Foundational role of biometrics for digital identity credentials discussed in IBIA paper
The International Biometrics + Identity Association (IBIA) has published a report examining the transition which is beginning towards the use of digital identity credentials replacing physical documents. A series of core principles that must be addressed to support the transition are considered, along with implementation considerations, necessary life cycle process support, and important differences between physical and digital credentials.
The “Principles for the Implementation and Use of Biometrically Enabled Mobile Identity Credentials” paper is an initiative of the IBIA Mobility working group, and argues that the billions of smartphones already possessed by people around the world are the natural platform for digital driver’s licenses and travel documents to be hosted on.
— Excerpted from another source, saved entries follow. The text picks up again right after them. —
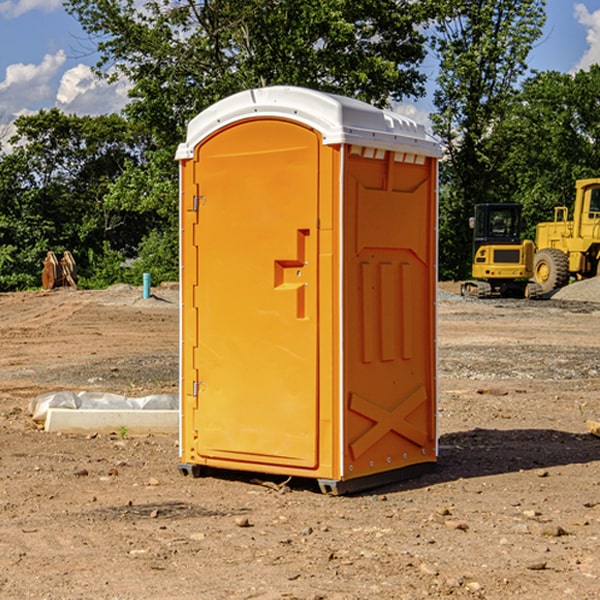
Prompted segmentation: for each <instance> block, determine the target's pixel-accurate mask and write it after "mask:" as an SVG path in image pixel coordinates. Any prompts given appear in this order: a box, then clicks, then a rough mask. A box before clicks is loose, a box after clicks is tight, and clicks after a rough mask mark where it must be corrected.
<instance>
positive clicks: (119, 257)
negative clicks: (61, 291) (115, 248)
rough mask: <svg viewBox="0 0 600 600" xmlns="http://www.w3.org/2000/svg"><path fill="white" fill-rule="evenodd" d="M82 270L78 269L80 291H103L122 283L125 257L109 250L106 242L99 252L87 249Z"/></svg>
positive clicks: (123, 273) (123, 270)
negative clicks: (103, 290) (83, 290)
mask: <svg viewBox="0 0 600 600" xmlns="http://www.w3.org/2000/svg"><path fill="white" fill-rule="evenodd" d="M86 259H87V260H86V261H85V264H84V266H83V268H78V278H77V285H78V286H79V287H80V288H82V289H92V290H97V289H104V288H107V287H108V286H109V285H113V284H115V283H122V282H123V280H124V276H125V270H124V268H123V263H124V260H125V257H124V256H123V255H122V254H121V253H120V252H117V251H116V250H111V248H110V246H109V244H108V242H105V243H104V246H103V248H102V250H101V251H96V250H94V249H92V248H90V249H88V251H87V256H86Z"/></svg>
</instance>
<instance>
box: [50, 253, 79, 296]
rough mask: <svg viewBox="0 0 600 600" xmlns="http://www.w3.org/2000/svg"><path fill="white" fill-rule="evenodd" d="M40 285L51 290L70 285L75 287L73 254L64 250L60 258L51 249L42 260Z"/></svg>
mask: <svg viewBox="0 0 600 600" xmlns="http://www.w3.org/2000/svg"><path fill="white" fill-rule="evenodd" d="M42 264H43V265H44V268H43V270H42V287H43V288H44V289H45V290H51V289H54V288H57V287H63V286H70V287H72V288H75V289H77V282H76V276H77V267H76V265H75V259H74V258H73V255H72V254H71V253H70V252H69V251H68V250H65V252H63V256H62V258H61V259H60V260H58V258H57V257H56V254H55V253H54V252H52V251H51V250H50V251H49V252H48V253H47V254H46V258H45V259H44V260H43V261H42Z"/></svg>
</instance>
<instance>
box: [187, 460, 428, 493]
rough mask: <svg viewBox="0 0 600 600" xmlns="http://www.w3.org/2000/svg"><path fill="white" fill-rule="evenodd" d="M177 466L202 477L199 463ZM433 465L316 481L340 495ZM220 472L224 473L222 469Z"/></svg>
mask: <svg viewBox="0 0 600 600" xmlns="http://www.w3.org/2000/svg"><path fill="white" fill-rule="evenodd" d="M177 467H178V469H179V472H180V473H181V474H182V475H183V476H185V477H188V476H191V477H193V478H199V477H202V475H203V471H204V468H203V467H201V466H200V465H190V464H184V463H180V464H179V465H178V466H177ZM435 467H436V464H435V463H420V464H416V465H412V466H410V467H404V468H402V469H395V470H394V471H383V472H382V473H376V474H374V475H366V476H364V477H359V478H357V479H348V480H346V481H339V480H334V479H317V480H316V481H317V484H318V486H319V489H320V490H321V492H322V493H323V494H328V495H331V496H341V495H344V494H355V493H358V492H364V491H366V490H372V489H374V488H378V487H383V486H385V485H390V484H392V483H398V482H400V481H405V480H407V479H413V478H415V477H420V476H421V475H424V474H426V473H430V472H431V471H433V470H434V469H435ZM221 473H224V471H222V472H221ZM211 474H212V475H215V474H216V475H218V474H219V470H218V469H216V470H214V469H211Z"/></svg>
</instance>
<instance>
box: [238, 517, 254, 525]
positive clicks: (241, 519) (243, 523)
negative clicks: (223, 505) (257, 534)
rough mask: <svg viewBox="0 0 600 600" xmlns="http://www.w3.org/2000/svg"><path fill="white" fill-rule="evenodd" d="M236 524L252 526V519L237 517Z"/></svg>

Core principles identified include the assertion of the same identity and requisite privileges as the physical credential the digital one is derived from, adherence to international standards that define the credential and its contents, and the foundational role of biometrics in any physical or digital identity credential. The report also notes the requirement of robust document authentication processes for source identity documents to support self-service processes, and the inherent importance of facial recognition matching to successful digital credentialing.
The report was written by Aware Director of Business Development Magruder Dent, Innovatrics Business Development Manager for North America Bill Dumont, Acuant Senior Account Executive for Government Systems Paul Townsend, HID Global Product Director for goID Jean-Baptiste Milan, and IBIA Executive Director Tovah LaDier.
International standards include ISO 18013-5 for mobile Driver’s Licenses (mDLs) and ICAO 9303/ISO 7501 for ePassports and Digital Travel Credentials (DTCs). The IBIA document notes that the storage of personal information in digital credentials in a Logical Data Structure (LDS) with cryptographic protection from the Issuer’s Public Key Infrastructure (PKI), data remains sound and interoperable over time, proves the authenticity of the credential in use, and supports biometric identity verification. Digital credentials can support a wide variety of use cases with increased personal data control, and reducing the relying party’s risk with automated technologies for credential checks.
Considerations for authentication mechanisms, enrollment, and various processes utilizing mobile digital credentials are examined.
Travel credentials like ePassports and mDLs will be among the main forms of digital identity that are forecast by Goode Intelligence to reach 3 billion distributed by 2025.